-->

PWI Seret Hotman Paris ke Polda Metro Jaya, Ucapan kepada Wartawan Berujung Laporan Pidana

Redaksi
, Juli 21, 2026 WIB Last Updated 2026-07-21T00:38:19Z
---

 

Istimewa 

MEDIAWARTA.NET,JAKARTA – Pengurus Pusat Persatuan Wartawan Indonesia (PWI) resmi melaporkan advokat Hotman Paris Hutapea ke Polda Metro Jaya pada Senin (20/7/2026) malam. Langkah hukum itu ditempuh setelah ucapan Hotman, "Lu punya otak enggak sih?" kepada seorang jurnalis saat konferensi pers di Gedung Kejaksaan Agung dinilai menghina profesi wartawan dan mencederai kemerdekaan pers.


Laporan tersebut telah diterima polisi dengan nomor LP/B/5291/VII/2026/SPKT/POLDA METRO JAYA. PWI menilai persoalan itu bukan lagi sekadar perselisihan antara individu, melainkan menyangkut kehormatan profesi jurnalistik yang dilindungi Undang-Undang Pers.


Direktur Anti-Kekerasan Wartawan PWI Pusat, Edison Siahaan, mengatakan ucapan yang dilontarkan Hotman merupakan bentuk penghinaan terhadap profesi wartawan yang sedang menjalankan tugas jurnalistik.


 "Ini menyakiti hati sekaligus merendahkan profesi wartawan.
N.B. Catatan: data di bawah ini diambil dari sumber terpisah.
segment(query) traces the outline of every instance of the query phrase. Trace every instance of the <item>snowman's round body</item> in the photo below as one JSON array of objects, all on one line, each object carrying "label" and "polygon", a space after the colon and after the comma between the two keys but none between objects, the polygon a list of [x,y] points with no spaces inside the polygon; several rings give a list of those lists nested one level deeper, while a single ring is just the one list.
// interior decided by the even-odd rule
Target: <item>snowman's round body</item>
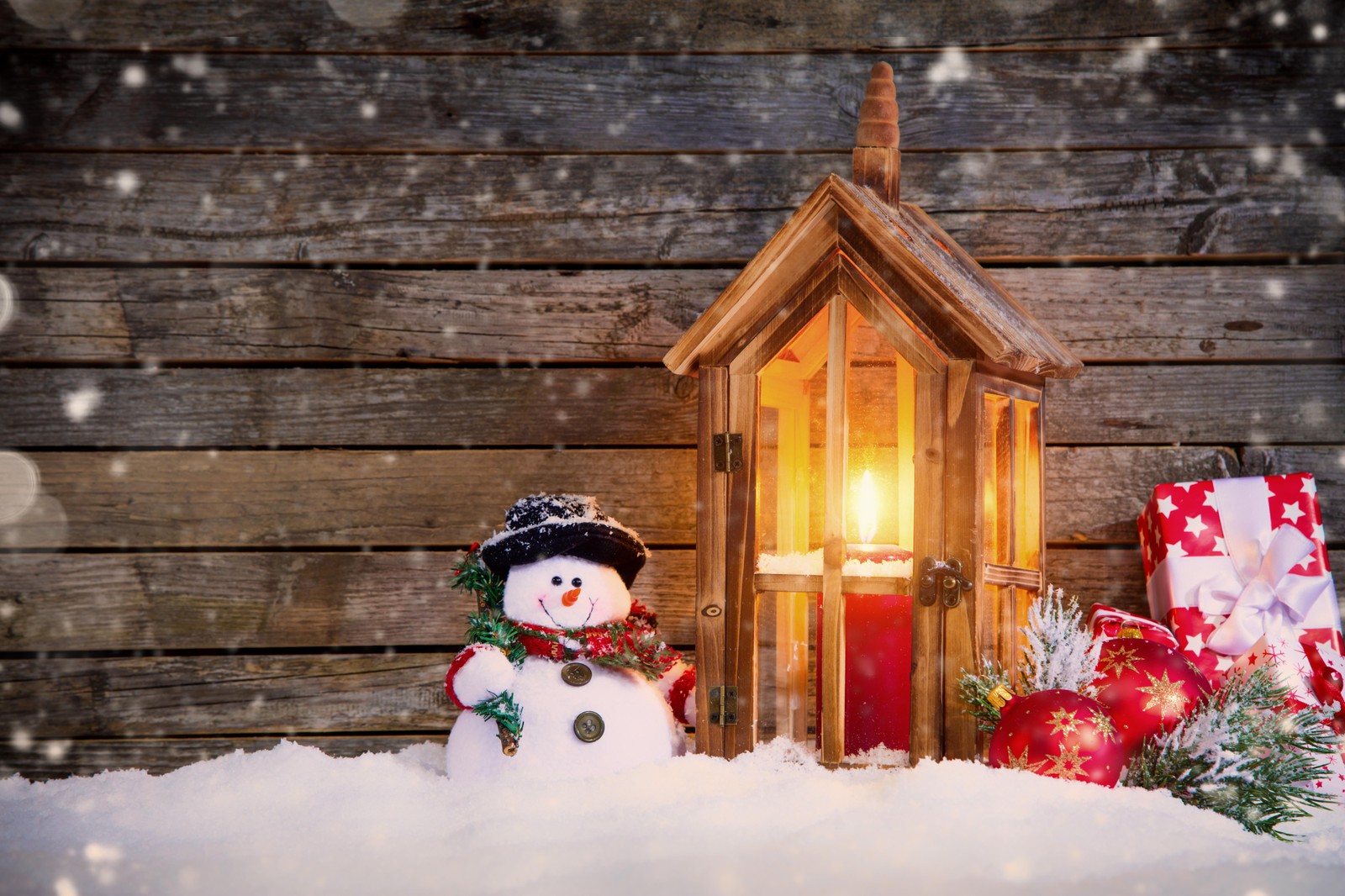
[{"label": "snowman's round body", "polygon": [[682,729],[667,701],[643,675],[574,662],[589,670],[584,685],[566,683],[566,678],[581,677],[565,673],[568,663],[541,657],[523,661],[508,689],[523,717],[512,756],[500,749],[495,722],[475,713],[460,714],[448,739],[449,776],[523,771],[594,775],[683,752]]},{"label": "snowman's round body", "polygon": [[[611,566],[550,557],[510,570],[503,611],[514,622],[584,628],[625,619],[631,595]],[[494,648],[483,654],[468,658],[452,687],[467,705],[508,690],[523,721],[518,749],[506,755],[495,722],[463,712],[448,739],[449,776],[593,775],[685,752],[667,700],[639,671],[549,657],[512,667]]]}]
Karena itu kami menempuh jalur hukum," kata Edison di Mapolda Metro Jaya.




Insiden bermula ketika Hotman Paris mendampingi mantan Jaksa Agung Muda Tindak Pidana Khusus (Jampidsus) Febrie Adriansyah dalam konferensi pers di Kejaksaan Agung, Jakarta Selatan. Saat seorang jurnalis perempuan mengajukan pertanyaan kritis mengenai perkara yang sedang ditangani, Hotman memotong pertanyaan itu dengan kalimat, "Lu punya otak enggak sih?"


Video kejadian tersebut segera beredar luas di media sosial dan memicu gelombang kritik dari kalangan pers.
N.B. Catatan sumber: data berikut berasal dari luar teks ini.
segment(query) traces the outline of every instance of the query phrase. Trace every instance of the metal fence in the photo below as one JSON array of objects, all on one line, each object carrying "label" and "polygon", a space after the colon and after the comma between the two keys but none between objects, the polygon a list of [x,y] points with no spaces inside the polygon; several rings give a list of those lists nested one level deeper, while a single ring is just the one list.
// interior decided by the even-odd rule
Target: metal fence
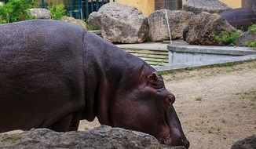
[{"label": "metal fence", "polygon": [[63,4],[71,16],[86,19],[91,13],[98,11],[103,5],[109,2],[110,0],[40,0],[40,6],[46,8],[53,5]]}]

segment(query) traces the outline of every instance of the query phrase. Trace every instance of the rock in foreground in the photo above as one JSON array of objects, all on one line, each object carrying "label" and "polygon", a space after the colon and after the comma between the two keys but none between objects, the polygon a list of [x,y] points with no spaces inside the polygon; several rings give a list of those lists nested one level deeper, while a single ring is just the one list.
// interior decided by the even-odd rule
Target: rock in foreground
[{"label": "rock in foreground", "polygon": [[217,13],[231,9],[232,8],[218,0],[188,0],[187,2],[183,5],[184,10],[193,12],[195,14],[202,12]]},{"label": "rock in foreground", "polygon": [[172,148],[148,134],[101,125],[85,132],[57,133],[47,129],[0,134],[0,148]]},{"label": "rock in foreground", "polygon": [[212,35],[224,31],[235,32],[236,29],[220,15],[203,12],[190,19],[183,32],[183,38],[191,45],[219,45]]},{"label": "rock in foreground", "polygon": [[236,142],[231,149],[255,149],[256,148],[256,135],[247,137],[242,140]]},{"label": "rock in foreground", "polygon": [[188,25],[189,19],[194,16],[191,12],[181,10],[161,9],[154,12],[148,17],[149,38],[153,42],[170,39],[166,12],[167,12],[170,35],[173,39],[182,37],[182,32]]}]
Ketua Umum PWI Pusat, Akhmad Munir, menegaskan hak wartawan untuk mengajukan pertanyaan merupakan bagian dari kerja jurnalistik yang dijamin Undang-Undang Nomor 40 Tahun 1999 tentang Pers.


"Mengajukan pertanyaan kritis adalah tugas wartawan. Sikap yang merendahkan atau menghalangi kerja jurnalistik bertentangan dengan semangat kemerdekaan pers," ujarnya.




Sebelum laporan dilayangkan, Hotman Paris telah mengunggah video permintaan maaf melalui akun Instagram pribadinya. Ia mengaku emosinya terpancing karena menerima pertanyaan yang dianggap berulang.


Namun, PWI menilai permintaan maaf tersebut tidak menghapus dugaan tindak pidana yang dilaporkan.


"Permintaan maaf tidak serta-merta menggugurkan dugaan tindak pidana. Ini menyangkut marwah profesi pers," kata Edison.




Langkah hukum PWI mendapat dukungan dari berbagai organisasi pers. Forum Pemimpin Redaksi (Forum Pemred) Indonesia menilai respons Hotman kepada wartawan tidak mencerminkan etika dalam ruang publik dan merendahkan profesi jurnalistik.



Serikat Wartawan Senior Indonesia (SWSI) juga menyatakan tindakan yang merendahkan wartawan saat menjalankan tugas berpotensi mencederai salah satu pilar demokrasi.



Sebagai barang bukti, PWI telah menyerahkan rekaman video utuh konferensi pers kepada penyidik Polda Metro Jaya. Dalam laporan tersebut, Hotman Paris dilaporkan menggunakan Pasal 242 Undang-Undang Nomor 1 Tahun 2023 tentang KUHP terkait dugaan penghinaan terhadap golongan atau profesi yang dilindungi hukum.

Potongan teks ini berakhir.